Question

A tank holds a 1.44-m thick layer of oil that floats on a 0.98-m thick layer of brine. Both liquids are clear and do not intermix. Point O is at the bottom of the tank, on a vertical axis. The indices of refraction of the oil and the brine are 1.40 and 1.52, respectively. A ray originating at O crosses the brine-oil interface at a point 0.7 m from the axis. The ray continues and emerges into the air above the oil.
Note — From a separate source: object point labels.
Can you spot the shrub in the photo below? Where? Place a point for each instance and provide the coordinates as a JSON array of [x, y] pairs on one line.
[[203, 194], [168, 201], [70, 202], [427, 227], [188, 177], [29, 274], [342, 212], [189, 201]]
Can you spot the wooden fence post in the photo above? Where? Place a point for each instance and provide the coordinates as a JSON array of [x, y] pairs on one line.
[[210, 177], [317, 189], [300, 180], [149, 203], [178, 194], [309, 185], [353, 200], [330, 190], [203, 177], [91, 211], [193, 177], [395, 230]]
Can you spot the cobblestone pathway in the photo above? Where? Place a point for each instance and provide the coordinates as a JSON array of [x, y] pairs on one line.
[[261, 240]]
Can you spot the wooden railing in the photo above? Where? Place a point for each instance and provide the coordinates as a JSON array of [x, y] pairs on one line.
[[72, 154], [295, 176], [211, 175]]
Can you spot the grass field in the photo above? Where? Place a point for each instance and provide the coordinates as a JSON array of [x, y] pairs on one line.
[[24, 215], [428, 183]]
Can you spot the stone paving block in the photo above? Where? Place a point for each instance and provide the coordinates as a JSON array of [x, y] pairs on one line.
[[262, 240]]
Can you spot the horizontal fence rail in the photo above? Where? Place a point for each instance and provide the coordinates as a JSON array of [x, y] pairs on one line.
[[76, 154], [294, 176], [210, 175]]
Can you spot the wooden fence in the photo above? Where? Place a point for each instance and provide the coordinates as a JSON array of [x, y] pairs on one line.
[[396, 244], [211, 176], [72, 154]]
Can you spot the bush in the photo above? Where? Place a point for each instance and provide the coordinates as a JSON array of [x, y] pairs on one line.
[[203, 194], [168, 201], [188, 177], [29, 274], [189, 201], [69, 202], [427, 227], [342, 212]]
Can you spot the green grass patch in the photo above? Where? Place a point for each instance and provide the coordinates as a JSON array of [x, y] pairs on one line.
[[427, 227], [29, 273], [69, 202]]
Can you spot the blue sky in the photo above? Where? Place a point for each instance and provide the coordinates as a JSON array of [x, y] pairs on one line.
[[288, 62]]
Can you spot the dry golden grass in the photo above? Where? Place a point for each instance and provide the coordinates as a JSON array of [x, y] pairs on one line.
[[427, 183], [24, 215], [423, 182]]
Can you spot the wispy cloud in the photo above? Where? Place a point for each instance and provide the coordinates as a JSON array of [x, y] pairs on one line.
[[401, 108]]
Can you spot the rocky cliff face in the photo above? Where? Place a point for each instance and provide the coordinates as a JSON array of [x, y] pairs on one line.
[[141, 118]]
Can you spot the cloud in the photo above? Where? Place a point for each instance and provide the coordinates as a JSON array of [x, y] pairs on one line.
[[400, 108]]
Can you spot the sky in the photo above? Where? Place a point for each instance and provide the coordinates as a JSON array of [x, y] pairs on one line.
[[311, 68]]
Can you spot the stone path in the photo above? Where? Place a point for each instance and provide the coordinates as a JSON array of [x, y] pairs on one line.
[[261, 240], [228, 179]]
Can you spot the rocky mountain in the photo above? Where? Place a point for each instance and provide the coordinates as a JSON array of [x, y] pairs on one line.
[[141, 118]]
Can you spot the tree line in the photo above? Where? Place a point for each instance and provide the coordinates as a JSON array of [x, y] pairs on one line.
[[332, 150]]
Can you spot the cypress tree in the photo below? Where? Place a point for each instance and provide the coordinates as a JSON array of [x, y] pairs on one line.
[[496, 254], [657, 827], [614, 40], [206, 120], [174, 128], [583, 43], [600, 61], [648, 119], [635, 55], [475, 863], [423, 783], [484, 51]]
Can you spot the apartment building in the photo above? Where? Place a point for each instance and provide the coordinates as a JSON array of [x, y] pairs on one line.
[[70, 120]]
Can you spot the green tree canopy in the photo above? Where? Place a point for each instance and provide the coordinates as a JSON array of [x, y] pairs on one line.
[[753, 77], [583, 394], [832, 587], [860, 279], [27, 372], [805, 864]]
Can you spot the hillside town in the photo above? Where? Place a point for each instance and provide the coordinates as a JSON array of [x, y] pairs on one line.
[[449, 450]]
What is the angle that the ray in the air makes with the vertical axis

Answer 1

Answer:

Angle of ray makes with the vertical is 62.1 degree

Explanation:

As per the ray diagram we know that the angle of incidence on oil brine interface will be given as

$tan\theta_i = \frac{0.7}{0.98}$

$\theta_i = 35.5^0$

now by Snell'a law at that interface we have

$\mu_1 sin\theta_i = \mu_2 sin \theta_r$

now we will have

$1.52 sin35.5 = 1.40 sin\theta_r$

$\theta_r = 39.12^0$

now this is the angle of incidence for oil air interface

so now again by Snell's law we will have

$\mu_2 sin\theta_i' = \mu_{air} sin\theta$

$1.40 sin39.12 = 1 sin\theta$

$\theta = 62.1^0$